On a souvent l’image mentale d’un Rousseau luxuriant, débordant. Mais notre peintre connaît plusieurs façons de dresser un tableau. Et cette version de la guerre s’oppose comparativement à l’image au dessus. On peut se poser plein de questions relativement à cette image. L’une d’entre elles, est celle-ci : Comment se fait-il que la plupart des gens soient nus ? Comment la mort tient-elle sur ce cheval ? Mais, on l’a déjà dit, il y a des questions qu’il est vain de poser s’agissant du Douanier. Tout est effondré, tout semble réduit en fragments, sauf les corps et à l’exception d’un avant-bras amputé sanguinolent. Rien de luxuriant ici ; mer de morts, paysage effondré, nuages gorgés de sang, tête de folle Mme La Mort, crinière de scutigère pour elle et le cheval. Cavalière de l’apocalypse avec un brandon à moitié éteint et une épée d’enfant, une robe de mariée (de la mort) immaculée mais sauvagement effrangée. Il y souvent, voire toujours, un côté décor chez Rousseau, un côté collage ; rien ne semble vraiment fondu mais plutôt collé, la peinture comme un collage. Qu’est-ce qui produit cet effet ? La délimitation très propre opérée par Rousseau ; tout est contouré très précisément, ajouté à cela d’incessants contrastes chromatiques qui rehaussent chaque délimitation, chaque entité peinte, évoquant la différence entre peinture et dessin établie par Pernetty (dans son Dictionnaire portatif de peinture, sculpture et gravure, 1757). De la peinture dessinée, est-ce cela le charme de Rousseau ? Ce qui m’impressionne dans ce tableau, c’est la multitude de morceaux détaillés par Rousseau : pierres, bois, etc. C’est une mer de débris, et les corps semblent encore y surnager, avant de disparaître. On aura remarqué que même un arbre saigne, ce qui tend à penser que, pour Rousseau, la guerre est un événement cataclysmique, qui heurte et blesse toute la Nature.

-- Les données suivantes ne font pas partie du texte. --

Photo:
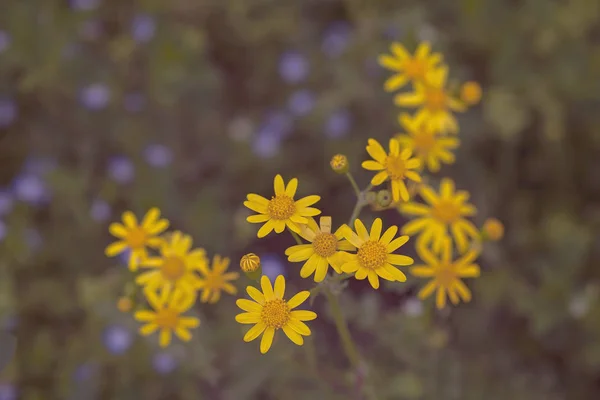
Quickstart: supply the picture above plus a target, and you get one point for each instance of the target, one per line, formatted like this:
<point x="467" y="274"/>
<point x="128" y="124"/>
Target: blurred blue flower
<point x="293" y="67"/>
<point x="338" y="124"/>
<point x="158" y="155"/>
<point x="117" y="339"/>
<point x="143" y="28"/>
<point x="121" y="169"/>
<point x="100" y="210"/>
<point x="164" y="363"/>
<point x="8" y="112"/>
<point x="301" y="102"/>
<point x="336" y="38"/>
<point x="95" y="96"/>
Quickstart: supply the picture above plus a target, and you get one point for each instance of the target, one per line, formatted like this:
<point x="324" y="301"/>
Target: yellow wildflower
<point x="446" y="274"/>
<point x="435" y="101"/>
<point x="374" y="258"/>
<point x="136" y="237"/>
<point x="216" y="279"/>
<point x="281" y="210"/>
<point x="429" y="147"/>
<point x="166" y="316"/>
<point x="408" y="67"/>
<point x="176" y="266"/>
<point x="269" y="312"/>
<point x="395" y="166"/>
<point x="444" y="212"/>
<point x="324" y="249"/>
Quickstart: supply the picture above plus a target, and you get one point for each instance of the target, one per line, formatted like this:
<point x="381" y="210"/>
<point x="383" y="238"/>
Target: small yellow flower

Henri Rousseau dit Le Douanier, “L’Enfant à la poupée”, 1892, Huile sur toile, 67 x 52 cm, Paris, musée de l’Orangerie © RMN-Grand Palais (musée de l’Orangerie) / Franck Raux

Rousseau n’est pas seulement un peintre naïf, ou réaliste, tel qu’on le dit. Il recèle aussi une certaine part de mystère. Ainsi, ce portrait d’enfant, une petite fille, mais dont le visage semble bien âgé. On dirait même un visage de garçon. La scène est surréaliste (avant l’heure, car ce n’est qu’en 1917 qu’Apollinaire mettra sur papier son néologisme « surréalisme » dans une fameuse lettre adressée à l’écrivain et poète Paul Dermée). Pourquoi ? Eh bien !, il suffit de regarder ces indices : on ne sait pas sur quoi est assis ce corps. Si, sur rien ! Et à mi-mollet celui-ci disparaît dans l’herbe, ou, bien plutôt, manque, tout simplement. Hypothèse : cette enfant est malde, et sa poupée représente le docteur qui la soigne, qui, d’ailleurs, n’a non plus pas de pieds… Ce n’est pas un tableau très gai, mais il est bizarre, et la bizarrerie caractérise aussi l’œuvre rousseauiste. Terminons par quelque chose de plus amusant

Henri Rousseau, “Mauvaise surprise”, 1901, huile sur toile, 194,6 x 129,9 cm, Barnes Foundation, Philadelphie

Une femme nue, qui vient peut-être de se baigner, puisque des vêtements sont visibles. Soudain, un ours arrive et semble prêt d’attaquer la créature. Heureusement, passant par là, un chasseur ajuste son fusil et tire (on voit au bout du canon que le coup est parti). Il est bien peu pourvu en crocs cet ours, il doit être très vieux. C’est quand même assez étonnant comment peint Rousseau. On pourrait en fait juger qu’il ne sait pas peindre, tout bonnement. Il s’applique beaucoup, mais il y a décidément des choses qu’il ne sait pas faire. Cependant, ses lacunes sont toujours compensées par quelque chose qui contrebalance un manque qui, pour beaucoup d’autres, serait rédhibitoire. Ici, indéniablement, il y a un effet comique, et absurde. Si on suppose deux secondes l’aspect rationnel de la scène, on imagine mal comment on peut rester figé les bras en l’air au moment où surgit un ours dans votre champ de vision ! La donzelle ne bouge pas ; elle va se faire tailler en pièces. Heureusement, surgit un chasseur dont on dirait qu’il vient de se détacher de la roche. Enfin, sans vouloir nous livrer à de la psychanalyse au rabais (ce ne sont pas les symboles phalliques qui manquent !), on supposera que sur toile Rousseau aura aussi exprimé un certain nombre de nœuds gordiens sous forme picturale, manière somme toute artistiquement réussie de la sublimation.